After her husband died in 1963 she continued with drive to improve the lives of people in the area. In the late 1960s and early 1970s she supported the Tangwena people of Manicaland, led by the heroic Rekayi Tangwena, in their struggle against the Smith regime. In August 1970 she was arrested on suspicion of helping to finance freedom fighters – a charge which she relished, except that it forced her into exile from her beloved Africa. Her well-known opposition to the Smith regime had made her a target of the Rhodesian Front, which had engaged in a war, which pitched the white community against many of her nationalist friends.

She spent 25 years in England, during which time she developed as a notable water-colourist. But in 1997, when she was over 80, she returned to live near her African friends in the Inyanga (now Nyanga) district, determined to help the poor. Still painting in her spare moments, she became involved in AIDS awareness schemes and helped to finance a preschool for AIDS orphans. She was deeply involved with Ann Cotton’s scheme for educating girls (CAMFED) and collected second-hand books for the Zimbabwe Book Aid International Trust founded by Lady Ranfurly. Her final act of defiance, this time against a new tyranny, was characteristic. In 2000 just after the election, when the first challenge to Zanu PF’s power base had emerged, she made a photographic recording of the ruling party’s destruction of homes and workshops in Nyanga. She did this on foot and in public, in broad daylight at great personal danger to herself.

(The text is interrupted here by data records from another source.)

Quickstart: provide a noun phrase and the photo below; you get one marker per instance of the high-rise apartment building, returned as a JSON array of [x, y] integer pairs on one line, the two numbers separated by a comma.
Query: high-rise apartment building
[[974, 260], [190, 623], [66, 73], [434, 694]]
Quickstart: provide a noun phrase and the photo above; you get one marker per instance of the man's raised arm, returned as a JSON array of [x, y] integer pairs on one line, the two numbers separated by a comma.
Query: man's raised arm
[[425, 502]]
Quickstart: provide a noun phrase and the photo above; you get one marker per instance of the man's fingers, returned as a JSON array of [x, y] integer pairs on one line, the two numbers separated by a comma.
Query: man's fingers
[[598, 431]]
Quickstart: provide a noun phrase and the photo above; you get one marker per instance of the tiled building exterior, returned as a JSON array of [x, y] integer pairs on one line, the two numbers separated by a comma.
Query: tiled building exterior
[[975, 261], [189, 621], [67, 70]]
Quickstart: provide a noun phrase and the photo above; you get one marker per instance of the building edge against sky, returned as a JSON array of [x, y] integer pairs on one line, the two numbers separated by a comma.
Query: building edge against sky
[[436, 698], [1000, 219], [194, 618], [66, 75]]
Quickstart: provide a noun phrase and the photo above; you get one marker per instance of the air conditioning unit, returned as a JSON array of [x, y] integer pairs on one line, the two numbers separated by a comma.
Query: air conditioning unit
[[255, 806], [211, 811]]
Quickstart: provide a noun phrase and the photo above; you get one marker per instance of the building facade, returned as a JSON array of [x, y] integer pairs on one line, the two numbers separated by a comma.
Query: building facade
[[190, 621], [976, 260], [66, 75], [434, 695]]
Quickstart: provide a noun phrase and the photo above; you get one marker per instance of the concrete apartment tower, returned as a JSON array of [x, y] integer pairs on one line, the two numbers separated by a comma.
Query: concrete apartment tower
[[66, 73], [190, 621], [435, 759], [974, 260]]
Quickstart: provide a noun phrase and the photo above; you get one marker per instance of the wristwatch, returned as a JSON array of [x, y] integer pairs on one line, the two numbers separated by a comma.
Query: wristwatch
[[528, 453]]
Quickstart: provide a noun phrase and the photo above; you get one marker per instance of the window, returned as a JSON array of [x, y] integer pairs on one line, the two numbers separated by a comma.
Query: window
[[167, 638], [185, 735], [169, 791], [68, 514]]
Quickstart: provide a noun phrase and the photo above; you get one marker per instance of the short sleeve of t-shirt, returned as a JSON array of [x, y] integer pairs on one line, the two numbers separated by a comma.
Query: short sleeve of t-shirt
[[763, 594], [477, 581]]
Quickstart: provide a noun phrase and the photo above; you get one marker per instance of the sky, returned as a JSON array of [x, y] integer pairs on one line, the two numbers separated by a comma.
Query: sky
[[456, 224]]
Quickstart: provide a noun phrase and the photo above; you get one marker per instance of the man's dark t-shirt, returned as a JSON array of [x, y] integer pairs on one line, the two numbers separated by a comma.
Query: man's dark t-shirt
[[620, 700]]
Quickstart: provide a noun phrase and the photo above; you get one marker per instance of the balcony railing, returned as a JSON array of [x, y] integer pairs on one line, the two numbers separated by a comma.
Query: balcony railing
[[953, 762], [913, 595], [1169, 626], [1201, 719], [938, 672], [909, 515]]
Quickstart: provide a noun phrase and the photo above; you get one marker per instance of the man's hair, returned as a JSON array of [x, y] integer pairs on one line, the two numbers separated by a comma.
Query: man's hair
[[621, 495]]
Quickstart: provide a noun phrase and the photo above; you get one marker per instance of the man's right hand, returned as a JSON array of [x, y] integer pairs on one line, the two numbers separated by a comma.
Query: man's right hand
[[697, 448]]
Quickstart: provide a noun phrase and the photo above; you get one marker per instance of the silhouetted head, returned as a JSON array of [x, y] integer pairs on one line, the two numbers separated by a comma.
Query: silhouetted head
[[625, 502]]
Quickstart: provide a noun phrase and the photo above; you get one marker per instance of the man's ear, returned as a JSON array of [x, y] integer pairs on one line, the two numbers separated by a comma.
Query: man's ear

Her health and the growing danger and violence in Zimbabwe forced her to return permanently to the UK where she spent the last 6 years of her life. Active to the end, when the shortage of seed threatened the health of Zimbabwean families who grow vegetables for their own subsistence, she persuaded Sutton Seeds in the UK to send her donations of vegetable seeds, which she and volunteers packed up in small selections and posted to individual recipients in rural Zimbabwe.

There are few people who are not impressed by this catalogue of energetic and high-minded dedication to the people in Zimbabwe over a long life. Pat Pearce is survived by three children, five grandchildren and seven great-grandchildren.